I love the Gottmans’ method of using a “softened startup” during conflict—simply beginning a statement with “I” instead of “you” (“I feel like you’re not listening” rather than “You’re not listening”). Not only is this disarming, but taking a pause to focus on how I am feeling, rather than immediately resorting to criticism, lowers my blood pressure and makes me feel more in control.
So does drawing a few deep breaths as I diagnose the “soft emotions” behind my anger. Usually, I feel betrayed—what happened to the evolved guy I married? It was as if parenthood revealed his inner man in the gray flannel suit. And my pride is often hurt, too: Does Tom believe in his heart of hearts that those in possession of a uterus are more suited to menial work? With even more digging, I have to admit that sometimes I am simply jealous that he feels no guilt whatsoever about taking time to relax.
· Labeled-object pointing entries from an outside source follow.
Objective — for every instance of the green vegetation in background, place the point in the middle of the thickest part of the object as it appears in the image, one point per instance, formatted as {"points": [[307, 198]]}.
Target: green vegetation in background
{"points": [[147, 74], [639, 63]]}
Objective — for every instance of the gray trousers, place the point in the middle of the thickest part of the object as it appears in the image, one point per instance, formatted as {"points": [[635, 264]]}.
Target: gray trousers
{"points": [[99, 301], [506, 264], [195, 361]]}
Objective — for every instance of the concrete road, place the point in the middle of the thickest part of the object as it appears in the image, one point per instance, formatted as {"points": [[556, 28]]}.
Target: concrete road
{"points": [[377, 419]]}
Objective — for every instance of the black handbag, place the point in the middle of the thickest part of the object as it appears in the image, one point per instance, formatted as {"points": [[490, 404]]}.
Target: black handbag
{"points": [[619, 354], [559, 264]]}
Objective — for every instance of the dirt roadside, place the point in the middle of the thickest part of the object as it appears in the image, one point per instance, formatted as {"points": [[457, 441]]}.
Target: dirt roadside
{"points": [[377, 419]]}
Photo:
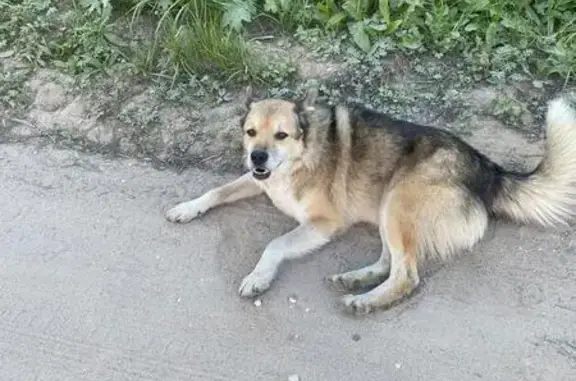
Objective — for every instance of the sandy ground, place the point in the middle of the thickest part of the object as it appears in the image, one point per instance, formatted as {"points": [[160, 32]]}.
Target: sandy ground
{"points": [[96, 285]]}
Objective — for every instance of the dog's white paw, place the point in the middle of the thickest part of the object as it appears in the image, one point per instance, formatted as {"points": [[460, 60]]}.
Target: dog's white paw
{"points": [[255, 284], [187, 211]]}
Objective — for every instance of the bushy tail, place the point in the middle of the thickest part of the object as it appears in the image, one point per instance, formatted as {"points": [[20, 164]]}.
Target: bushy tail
{"points": [[547, 195]]}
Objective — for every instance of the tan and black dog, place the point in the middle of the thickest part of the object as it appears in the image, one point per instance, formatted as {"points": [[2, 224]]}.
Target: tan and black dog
{"points": [[430, 193]]}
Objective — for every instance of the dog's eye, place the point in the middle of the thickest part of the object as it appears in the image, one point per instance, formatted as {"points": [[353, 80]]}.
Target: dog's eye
{"points": [[281, 135]]}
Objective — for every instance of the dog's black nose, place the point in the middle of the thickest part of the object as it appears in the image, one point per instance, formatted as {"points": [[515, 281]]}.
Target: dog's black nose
{"points": [[259, 157]]}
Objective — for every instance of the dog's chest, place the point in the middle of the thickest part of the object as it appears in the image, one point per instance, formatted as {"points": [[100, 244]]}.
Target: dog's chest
{"points": [[281, 194]]}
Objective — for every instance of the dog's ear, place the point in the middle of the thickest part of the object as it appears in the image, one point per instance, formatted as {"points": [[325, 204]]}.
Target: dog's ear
{"points": [[247, 98], [310, 98]]}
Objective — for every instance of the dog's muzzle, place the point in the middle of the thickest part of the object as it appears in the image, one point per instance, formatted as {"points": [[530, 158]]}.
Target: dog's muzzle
{"points": [[259, 157]]}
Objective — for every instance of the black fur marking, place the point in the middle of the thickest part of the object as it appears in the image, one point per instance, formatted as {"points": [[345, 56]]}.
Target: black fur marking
{"points": [[482, 177]]}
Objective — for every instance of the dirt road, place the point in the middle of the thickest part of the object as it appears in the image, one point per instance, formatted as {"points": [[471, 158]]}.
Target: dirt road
{"points": [[95, 285]]}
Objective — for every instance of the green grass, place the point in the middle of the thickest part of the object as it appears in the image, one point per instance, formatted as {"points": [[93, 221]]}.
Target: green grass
{"points": [[208, 37]]}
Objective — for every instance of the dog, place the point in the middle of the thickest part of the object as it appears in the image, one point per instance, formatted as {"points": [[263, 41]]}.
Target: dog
{"points": [[430, 193]]}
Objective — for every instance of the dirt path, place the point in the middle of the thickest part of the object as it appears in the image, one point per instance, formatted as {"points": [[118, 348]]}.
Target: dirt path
{"points": [[97, 286]]}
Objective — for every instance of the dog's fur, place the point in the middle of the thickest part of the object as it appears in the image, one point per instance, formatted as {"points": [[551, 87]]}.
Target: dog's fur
{"points": [[430, 193]]}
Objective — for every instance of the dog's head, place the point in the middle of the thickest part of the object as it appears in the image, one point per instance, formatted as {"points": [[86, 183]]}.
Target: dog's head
{"points": [[274, 133]]}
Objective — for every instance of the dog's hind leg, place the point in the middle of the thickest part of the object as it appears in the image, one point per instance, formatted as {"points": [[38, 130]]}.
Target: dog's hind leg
{"points": [[241, 188], [295, 244], [419, 219], [371, 275]]}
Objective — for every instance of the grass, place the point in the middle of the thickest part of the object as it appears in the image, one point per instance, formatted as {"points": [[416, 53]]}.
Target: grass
{"points": [[495, 38]]}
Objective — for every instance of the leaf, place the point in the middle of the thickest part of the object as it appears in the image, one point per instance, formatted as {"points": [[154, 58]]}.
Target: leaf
{"points": [[236, 13], [7, 54], [336, 20], [384, 7], [360, 36], [271, 6]]}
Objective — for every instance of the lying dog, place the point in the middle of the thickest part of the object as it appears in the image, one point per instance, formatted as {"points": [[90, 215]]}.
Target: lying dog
{"points": [[430, 193]]}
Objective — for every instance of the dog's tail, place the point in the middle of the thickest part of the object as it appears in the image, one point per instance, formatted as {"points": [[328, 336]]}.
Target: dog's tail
{"points": [[547, 195]]}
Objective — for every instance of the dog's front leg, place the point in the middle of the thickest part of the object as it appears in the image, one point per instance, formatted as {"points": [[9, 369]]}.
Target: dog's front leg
{"points": [[294, 244], [241, 188]]}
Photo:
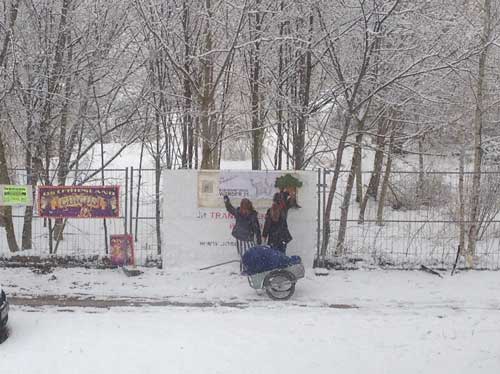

Kids can see you fight if you do it fairly.
Conflict, I repeat, is not bad for children. What is bad is persistent, low-level tension that erupts into full-fledged battles in a manner that baffles them, and that never get resolved. Fighting fairly is not only good for a child to see, it’s a useful skill for the whole family to have whe
n a kid reaches the ornery teen years. One of the most compelling cases for having your child see you hash things out without rancor was revealed by psychologists at the University of West Virginia. They asked 157 thirteen-year-olds to describe the biggest disagreements they had with their parents, and videotaped their answers. Then the tape was played back to each teen with a parent in the room.
As the two watched the teenager describe the dispute—typically, an issue involving chores, grades, friends, sibling spats, or money—the psychologists observed the parent’s reaction. Some parents rolled their eyes. Some laughed. But others jumped in and worked through the dispute with their teen in a healthy way—no yelling, each side listening to the other. As it turns out, those teenagers who were able to confidently disagree with their parents dealt with their friends in the same manner. In a follow-up study when the kids were fifteen and sixteen, those same kids were 40 percent more likely to stand up to peer pressure when offered alcohol or drugs. The kids who shied away from conflict with their folks, meanwhile, were more susceptible to peer pressure.
All teenagers quarrel with their parents—but again, it’s the way in which you argue that makes a critical difference. When kids learn to calmly but persuasively stand up for themselves, the study author says, they build a lifelong skill that will help them deal with obstreperous coworkers, friends, and partners.
Push through his pushback.
When I announced to Tom that the party was over, he was sensibly reluctant to give up his single-guy-within-a-family lifestyle. Why would he want to forgo long, carefree bike rides and three homemade meals a day? In effect, I was asking him to hand over his leisure hours to me.